Reputation: 1232
I am trying to use Tensorflow 2.7.0 with GPU, but I am constantly running into the same issue:
2022-02-03 08:32:31.822484: W tensorflow/stream_executor/platform/default/dso_loader.cc:64] Could not load dynamic library 'libcudart.so.11.0'; dlerror: libcudart.so.11.0: cannot open shared object file: No such file or directory; LD_LIBRARY_PATH: /home/username/.cache/pypoetry/virtualenvs/poetry_env/lib/python3.7/site-packages/cv2/../../lib64:/home/username/miniconda3/envs/project/lib/
2022-02-03 08:32:31.822528: I tensorflow/stream_executor/cuda/cudart_stub.cc:29] Ignore above cudart dlerror if you do not have a GPU set up on your machine.
This issue has already appeared multiple times here & on github. However, the solutions usually proposed to a) download the missing CUDA files, b) downgrade/upgrade to the correct CUDA version, c) set the correct LD_LIBRARY_PATH
.
I have been already using my PC with CUDA-enabled PyTorch, and I did not have a single issue there. My nvidia-smi
returns 11.0 version, which is exactly the only I want to have. Also, if I try to run:
import os
LD_LIBRARY_PATH = '/home/username/miniconda3/envs/project/lib/'
print(os.path.exists(os.path.join(LD_LIBRARY_PATH, "libcudart.so.11.0")))
it returns True
. This is exactly the part of LD_LIBRARY_PATH
from the error message, where Tensorflow, apparently, cannot see the libcudart.so.11.0
(which IS there).
Is there something really obvious that I am missing?
nvidia-smi
output:
+-----------------------------------------------------------------------------+
| NVIDIA-SMI 450.156.00 Driver Version: 450.156.00 CUDA Version: 11.0 |
|-------------------------------+----------------------+----------------------+
nvcc
:
nvcc: NVIDIA (R) Cuda compiler driver
Copyright (c) 2005-2019 NVIDIA Corporation
Built on Sun_Jul_28_19:07:16_PDT_2019
Cuda compilation tools, release 10.1, V10.1.243
Upvotes: 36
Views: 157445
Reputation: 21
conda install cudatoolkit
conda install cudnn
then it this problem resolved
Upvotes: 1
Reputation: 63
I have met a similar problem:
temp_can/libtorch/lib/libtorch_cuda.so: undefined reference to `[email protected]'
when I am trying this example: INSTALLING C++ DISTRIBUTIONS OF PYTORCH I later find that my CUDA version is 11.7, but in the official pytorch website they provide only for 11.8!
Then I go to the link they provided: https://download.pytorch.org/libtorch/cu118/libtorch-cxx11-abi-shared-with-deps-2.1.2%2Bcu118.zip And try to modify the 118 into 117, and step by step, I find a version that suits my need: https://download.pytorch.org/libtorch/cu117/libtorch-cxx11-abi-shared-with-deps-2.0.1%2Bcu117.zip Then I tried again, and the libcudart.so.11.0 problem disappear.
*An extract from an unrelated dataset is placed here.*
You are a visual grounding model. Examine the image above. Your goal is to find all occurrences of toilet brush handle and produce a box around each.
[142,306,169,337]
So my suggestion is, you could try again to check whether your CUDA version matches!
Upvotes: 0
Reputation: 1
Try adding ‘/usr/local/cuda/lib64’ to the file: /etc/ld.so.conf.d/cuda.conf and then run ‘sudo ldconfig’
Upvotes: 0
Reputation: 1
By default, TensorFlow enables GPU acceleration. When recognizing complex images, TensorFlow uses GPU acceleration without checking whether the device has a GPU. Instead, it loads relevant dynamic libraries, such as libcudart.so.11.0, which may not exist in the local computer and cause errors.
If you have a GPU, please refer to other answers.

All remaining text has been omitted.